Though it is possible that her intractable nausea and vomiting were entirely independent of her gastroparesis perhaps due to the COVID-19 virus infection itself, an exacerbation of gastroparesis from the COVID-19 virus is the likely scenario, as viruses have been implicated in the pathogenesis of gastroparesis17,18. In one study investigating the etiology of the disorder, 23% of patients with gastroparesis have been described as having postinfectious gastroparesis from a prior viral infection19. The proposed mechanism by which viruses can induce gastroparesis is through an acute injury to either the neural innervation of the stomach or the interstitial cells of Cajal in the stomach causing delayed gastric emptying20. Similarly, infections have also been implicated in worsening of other chronic GI disorders, such as inflammatory bowel disease (IBD)21. Kim et. al found that patients with ulcerative colitis (UC) with concomitant cytomegalovirus (CMV) infections had a higher frequency of IBD-related hospitalizations compared to patients with UC without CMV infections22. This increased morbidity in the cohort with CMV infections may be due to the ability of CMV proteins to enhance pro-inflammatory cytokines to worsen the inflammation causing a flare of their UC more severe than baseline23. Therefore, it is reasonable to suspect that a virus like SARS-CoV-2 could potentially exacerbate an underlying GI disorder causing a flare of the disease during the initial presentation of COVID-19.

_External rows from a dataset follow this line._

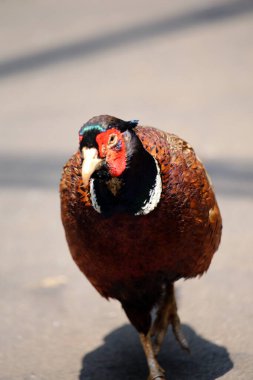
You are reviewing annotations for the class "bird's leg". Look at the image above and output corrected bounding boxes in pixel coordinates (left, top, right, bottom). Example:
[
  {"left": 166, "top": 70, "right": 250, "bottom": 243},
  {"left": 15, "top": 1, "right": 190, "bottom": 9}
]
[
  {"left": 140, "top": 333, "right": 165, "bottom": 380},
  {"left": 151, "top": 283, "right": 190, "bottom": 355}
]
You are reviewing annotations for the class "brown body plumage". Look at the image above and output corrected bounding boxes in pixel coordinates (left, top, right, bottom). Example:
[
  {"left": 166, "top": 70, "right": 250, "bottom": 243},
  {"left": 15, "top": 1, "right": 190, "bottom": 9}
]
[{"left": 60, "top": 116, "right": 221, "bottom": 378}]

To our knowledge, at the present time, this is the first case of COVID-19 initially manifesting with signs and symptoms of a gastroparesis flare. This unique case illustrates that patients with underlying GI disorders, such as gastroparesis, may be at risk for SARS-CoV-2 infection of the GI tract. Initial presentation of these patients may manifest as a flare of their chronic GI disease, more severe than usual – either from worsening of their underlying disorder, or symptoms from the COVID-19 virus itself.